Last year was a great year for New Zealand. The strongest economic growth in the OECD, the lowest unemployment in decades, superb sporting achievements, unprecedented success in film and music and a Hui Taumata signalling a Maori economic renaissance to match the cultural one.
We are a great country with a great future; but only if we continue to take up the challenges positively. This means the constant negative refrain from business is unhelpful and damaging to our national morale and economy.
Despite the World Bank saying for the second year in a row that New Zealand is the best place in the OECD for "ease of doing business", firms complain about compliance costs.
Despite the Bank of New Zealand acknowledging that "New Zealand's corporate sector has been on an incredible roll in recent years", business lobbyists complain about profit margins being squeezed.
If the past five years of economic growth, low unemployment, strong fiscal surpluses, sharply reducing Government debt and robust company profits had been under a National Government, business leaders would be hailing a golden era.
It is worrying that, at the first hint of a slowing economy to perhaps an annual rate of slightly above 2 per cent, rather than the 3 per cent or 4 per cent, we get such pessimism from business leaders. They could be taken more seriously if they had not been so pessimistic over the past five years.
Sure, things are going to get harder and there are real issues such as the high dollar hurting sectors of the business sector. Profit levels are likely to drop and Treasury advocacy for another dose of Rogernomics hasn't helped sentiment.
But it is rarely acknowledged that workers are also investors - they invest their time, their energy, their skills, their effort and application.
They take risks also. They face transaction costs. They have career plans and ideas on how they can develop as individuals.

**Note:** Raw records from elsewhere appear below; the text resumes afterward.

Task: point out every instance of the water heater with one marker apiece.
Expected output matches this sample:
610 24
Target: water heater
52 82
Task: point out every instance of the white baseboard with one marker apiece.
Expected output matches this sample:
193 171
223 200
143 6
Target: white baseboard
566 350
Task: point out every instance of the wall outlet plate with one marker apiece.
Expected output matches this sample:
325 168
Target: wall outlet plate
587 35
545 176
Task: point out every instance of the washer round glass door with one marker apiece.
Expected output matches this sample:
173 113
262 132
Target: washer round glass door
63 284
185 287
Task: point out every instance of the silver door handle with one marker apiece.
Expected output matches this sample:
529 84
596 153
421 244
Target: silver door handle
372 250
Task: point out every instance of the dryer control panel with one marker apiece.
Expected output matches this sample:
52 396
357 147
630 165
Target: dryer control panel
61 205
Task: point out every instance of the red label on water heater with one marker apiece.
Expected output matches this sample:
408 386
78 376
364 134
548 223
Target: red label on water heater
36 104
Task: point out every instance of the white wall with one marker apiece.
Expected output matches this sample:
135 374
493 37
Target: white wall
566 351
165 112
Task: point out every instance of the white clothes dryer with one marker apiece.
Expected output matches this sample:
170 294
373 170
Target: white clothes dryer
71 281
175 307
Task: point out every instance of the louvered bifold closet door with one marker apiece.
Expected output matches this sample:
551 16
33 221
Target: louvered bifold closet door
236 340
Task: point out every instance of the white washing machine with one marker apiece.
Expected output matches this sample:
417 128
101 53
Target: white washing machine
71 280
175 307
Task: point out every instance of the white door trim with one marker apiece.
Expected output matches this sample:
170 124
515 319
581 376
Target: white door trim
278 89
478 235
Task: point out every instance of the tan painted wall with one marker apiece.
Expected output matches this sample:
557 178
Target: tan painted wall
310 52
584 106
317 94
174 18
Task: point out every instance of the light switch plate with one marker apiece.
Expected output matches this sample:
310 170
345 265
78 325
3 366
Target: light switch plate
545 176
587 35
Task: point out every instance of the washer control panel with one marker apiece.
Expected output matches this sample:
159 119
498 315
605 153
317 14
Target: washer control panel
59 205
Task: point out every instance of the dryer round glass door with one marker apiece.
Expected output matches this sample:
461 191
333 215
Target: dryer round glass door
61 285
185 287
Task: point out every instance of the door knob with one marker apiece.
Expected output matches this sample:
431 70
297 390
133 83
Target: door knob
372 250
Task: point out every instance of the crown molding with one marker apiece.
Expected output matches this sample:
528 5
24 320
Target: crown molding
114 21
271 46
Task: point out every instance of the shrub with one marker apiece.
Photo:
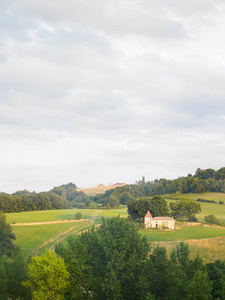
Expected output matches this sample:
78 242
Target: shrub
78 216
211 219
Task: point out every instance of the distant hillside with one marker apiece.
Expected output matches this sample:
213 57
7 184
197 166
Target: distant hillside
100 189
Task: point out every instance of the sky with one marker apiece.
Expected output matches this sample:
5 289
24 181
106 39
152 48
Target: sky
99 91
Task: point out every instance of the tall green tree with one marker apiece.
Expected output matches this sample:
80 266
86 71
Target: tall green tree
184 208
6 236
156 205
108 263
47 277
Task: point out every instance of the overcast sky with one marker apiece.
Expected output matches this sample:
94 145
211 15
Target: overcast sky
100 91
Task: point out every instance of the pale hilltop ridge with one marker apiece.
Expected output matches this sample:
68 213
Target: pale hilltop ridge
100 188
111 184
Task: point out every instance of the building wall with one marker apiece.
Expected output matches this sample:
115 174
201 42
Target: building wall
159 224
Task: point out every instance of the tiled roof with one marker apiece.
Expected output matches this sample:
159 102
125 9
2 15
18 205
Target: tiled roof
162 218
148 215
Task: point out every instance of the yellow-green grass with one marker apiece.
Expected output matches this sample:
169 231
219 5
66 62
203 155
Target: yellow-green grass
209 209
92 191
59 215
113 212
209 250
48 215
184 233
31 236
207 196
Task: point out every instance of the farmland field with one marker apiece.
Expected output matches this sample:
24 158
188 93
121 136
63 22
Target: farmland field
209 242
92 191
184 233
59 215
208 208
207 196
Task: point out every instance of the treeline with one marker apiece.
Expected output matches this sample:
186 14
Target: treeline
32 202
112 262
207 180
62 197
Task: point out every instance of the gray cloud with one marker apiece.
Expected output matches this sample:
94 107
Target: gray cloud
107 91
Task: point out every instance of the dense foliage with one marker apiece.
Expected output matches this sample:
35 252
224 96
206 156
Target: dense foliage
112 262
62 197
32 202
6 236
185 208
138 208
50 270
207 180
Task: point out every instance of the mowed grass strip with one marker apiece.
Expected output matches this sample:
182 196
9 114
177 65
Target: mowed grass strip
48 215
61 214
207 196
30 237
208 209
209 250
184 233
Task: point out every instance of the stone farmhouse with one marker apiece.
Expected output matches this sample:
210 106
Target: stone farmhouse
158 222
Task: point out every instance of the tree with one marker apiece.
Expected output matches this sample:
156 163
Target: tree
216 273
112 201
47 277
6 236
78 216
157 205
92 205
200 287
107 263
125 198
185 208
211 219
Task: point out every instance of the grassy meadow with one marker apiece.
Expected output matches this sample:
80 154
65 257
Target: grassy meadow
208 241
60 215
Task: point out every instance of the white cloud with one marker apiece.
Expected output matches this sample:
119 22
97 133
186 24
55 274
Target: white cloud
102 91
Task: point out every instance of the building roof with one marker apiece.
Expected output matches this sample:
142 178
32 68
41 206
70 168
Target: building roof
162 218
148 215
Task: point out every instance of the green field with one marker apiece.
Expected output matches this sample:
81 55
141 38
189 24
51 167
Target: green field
59 215
207 196
184 233
30 237
208 208
209 242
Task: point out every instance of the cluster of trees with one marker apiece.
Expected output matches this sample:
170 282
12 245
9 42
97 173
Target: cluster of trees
32 202
207 180
156 205
112 262
62 197
183 208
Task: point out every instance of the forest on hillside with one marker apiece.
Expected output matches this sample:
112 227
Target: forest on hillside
207 180
67 195
112 262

So we are all in this together and we need greater acceptance from business that developing a nation involves more than just addressing the narrow priorities of business.
The successful country models such as Ireland and Finland show that the systematic involvement of business and unions at national, industry and enterprise level can yield the best results in terms of long-term economic and social reforms, balancing flexibility with security, enhancing competitiveness and the quality of employment, and promoting economic and social security.
Recent New Zealand Institute analysis shows the alarming evidence that, unlike those fast-growing small countries, our share of world trade and foreign direct investment is falling.
It appears that while we are achieving success globally as a sporting nation, our business performance in global markets has really fallen off.
Exports account for only 29 per cent of GDP compared with an OECD average of 54 per cent and countries like Ireland, with a similar population, closer to 80 per cent.
New Zealand exports grew at an average annual rate of 7.8 per cent between 1971 and 2000 compared with world trade at 9.5 per cent. If our exports had grown as fast as world trade they would be 66 per cent bigger today, according to the institute's calculations.
Similarly, our foreign direct investment as a percentage of GDP has dropped during the past 15 years, while all other developed countries have increased.
It should be of real concern that we are the only OECD country on these measures to have gone backwards over the past two decades.
The evidence from the institute report is once again saying clearly that we need to urgently review what products and services we are producing, and how we are doing it. We need to reorient our small country to exporting higher value and more sophisticated goods and services to global markets.
There is no doubt we can do that. In fact, many companies already are and Government policies and strategies are directed at how we do that more effectively. But we need to ensure that this becomes a national debate.
A national strategy like this can't be achieved unless we take everybody along with us. And the positive point is that we all have something to gain out of a strategy that moves our economy up the value chain. We are never going to win on cheap labour costs. But like our national sporting achievers, we can win on high-skill, high-performance and a high-value strategy.
So my New Year wish is that we stop moaning about the perceived problems and barriers to success and get down to talking about a national strategy which will restore our place, alongside those other successful small countries such as Ireland and Finland, as a modern, high-performing egalitarian economy.
Government, business and union leaders all have a responsibility to make sure that this happens in 2006.
* Ross Wilson is chief executive of the Council of Trade Unions.